Tesla is a company that its critics love to hate. A swarm of short sellers have bet $10 billion that the electric carmaker will fail. They tweet incessantly about Tesla’s loss-making operations and even fly drones over its facilities to verify production figures. Elon Musk, Tesla’s erratic CEO, has berated these short-sellers as “haters.”Electric Vehicle Battery technology
Betting against Tesla’s prospects may profit short-sellers, but it could end up dashing America’s only hope to build supply chains for a technology that will reshape the future economy: the lithium-ion (li-ion) battery. Originally commercialized by Sony in the 1990s, these batteries’ high-energy density, long recharging cycles, lightweight structure, and relative safety make them ideal for powering everything including laptops, smartphones, and electric vehicles.
The potential of electric vehicles to transform global transport will make li-ion batteries even more integral to the global economy. But such vehicles are still costly compared to their gas-guzzling predecessors. That’s because li-ion batteries are expensive and constitute a serious proportion of their total cost. Buy a Tesla Model 3, for instance, and an estimated one-third of the $35,000 price tag is from the battery. So the commercialization of electric vehicles depends largely on lowering the cost of batteries.
The good news is that the industry consensus has li-ion battery costs falling over the next decade from the current $176 per kilowatt hour of electrical energy to less than $100/kWh, the threshold when electric vehicles reach cost parity with gasoline cars. At that point, the li-ion battery could well become as important to global transport as the oil that powers cars today.
Should that happen, it would propel a transition away from oil and toward a more sustainable energy future. That future could see the global electric vehicle stock rise from 3.1 million in 2017 to 228 million by 2030, causing a 6,700 percent increase in demand for li-ion batteries to power vehicles and creating a market that is expected to be valued at $100 billion by 2025.

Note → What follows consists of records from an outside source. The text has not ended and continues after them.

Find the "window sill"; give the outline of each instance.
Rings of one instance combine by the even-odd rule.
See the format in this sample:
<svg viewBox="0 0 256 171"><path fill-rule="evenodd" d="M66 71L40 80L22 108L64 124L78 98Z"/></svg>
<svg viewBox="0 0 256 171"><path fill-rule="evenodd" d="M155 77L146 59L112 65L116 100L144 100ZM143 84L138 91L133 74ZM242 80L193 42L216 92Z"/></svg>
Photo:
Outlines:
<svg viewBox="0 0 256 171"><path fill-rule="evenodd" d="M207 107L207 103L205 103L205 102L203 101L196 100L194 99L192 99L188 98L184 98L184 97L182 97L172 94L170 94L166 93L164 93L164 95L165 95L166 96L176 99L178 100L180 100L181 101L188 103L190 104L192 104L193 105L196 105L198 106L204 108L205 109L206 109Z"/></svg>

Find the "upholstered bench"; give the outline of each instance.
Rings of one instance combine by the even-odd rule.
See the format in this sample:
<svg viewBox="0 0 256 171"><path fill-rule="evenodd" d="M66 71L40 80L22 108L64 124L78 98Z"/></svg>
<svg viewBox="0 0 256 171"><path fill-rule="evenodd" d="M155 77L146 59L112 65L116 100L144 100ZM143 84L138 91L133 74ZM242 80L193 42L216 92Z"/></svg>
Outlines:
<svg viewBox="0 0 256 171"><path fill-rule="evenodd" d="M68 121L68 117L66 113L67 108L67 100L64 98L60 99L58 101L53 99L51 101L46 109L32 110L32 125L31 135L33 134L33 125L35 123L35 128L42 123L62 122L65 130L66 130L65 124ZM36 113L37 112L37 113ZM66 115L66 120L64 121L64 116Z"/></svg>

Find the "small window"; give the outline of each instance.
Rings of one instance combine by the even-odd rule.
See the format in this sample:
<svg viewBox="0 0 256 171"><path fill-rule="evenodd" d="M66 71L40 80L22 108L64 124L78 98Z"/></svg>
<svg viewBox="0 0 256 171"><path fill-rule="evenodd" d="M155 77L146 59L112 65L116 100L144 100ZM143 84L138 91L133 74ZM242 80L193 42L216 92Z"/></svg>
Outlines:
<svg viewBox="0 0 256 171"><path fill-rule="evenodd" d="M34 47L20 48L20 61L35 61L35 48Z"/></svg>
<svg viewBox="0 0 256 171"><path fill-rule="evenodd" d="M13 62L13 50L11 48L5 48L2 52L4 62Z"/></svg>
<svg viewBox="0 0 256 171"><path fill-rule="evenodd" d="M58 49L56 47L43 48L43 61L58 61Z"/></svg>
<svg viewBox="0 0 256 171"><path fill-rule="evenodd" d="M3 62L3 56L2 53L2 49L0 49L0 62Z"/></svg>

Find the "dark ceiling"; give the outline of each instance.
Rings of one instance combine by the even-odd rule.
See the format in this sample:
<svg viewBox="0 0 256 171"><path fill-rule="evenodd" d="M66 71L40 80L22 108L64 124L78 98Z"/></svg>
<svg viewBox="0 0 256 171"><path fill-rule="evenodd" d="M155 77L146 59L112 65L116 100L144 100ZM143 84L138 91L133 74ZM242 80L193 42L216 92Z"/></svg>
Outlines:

But if demand jumps as sharply as analysts believe, li-ion batteries will require enormous scaling up of manufacturing to lower per-unit cost. That means countries that control li-ion battery supply chains will entrench their advantages in a crucial aspect of the new transportation economy.
Supply chains may seem abstract, but they are vital to the global economy. A supply chain concentrated mostly in a single country could allow for the emergence of effective monopolists over particular inputs. This situation would magnify that country’s ability to set prices, establish technical standards, lock down access to raw materials, and even exert geopolitical influence by controlling supply. It’s also in any country’s national interest to develop domestic high-tech industries, especially in future growth sectors such as li-ion batteries.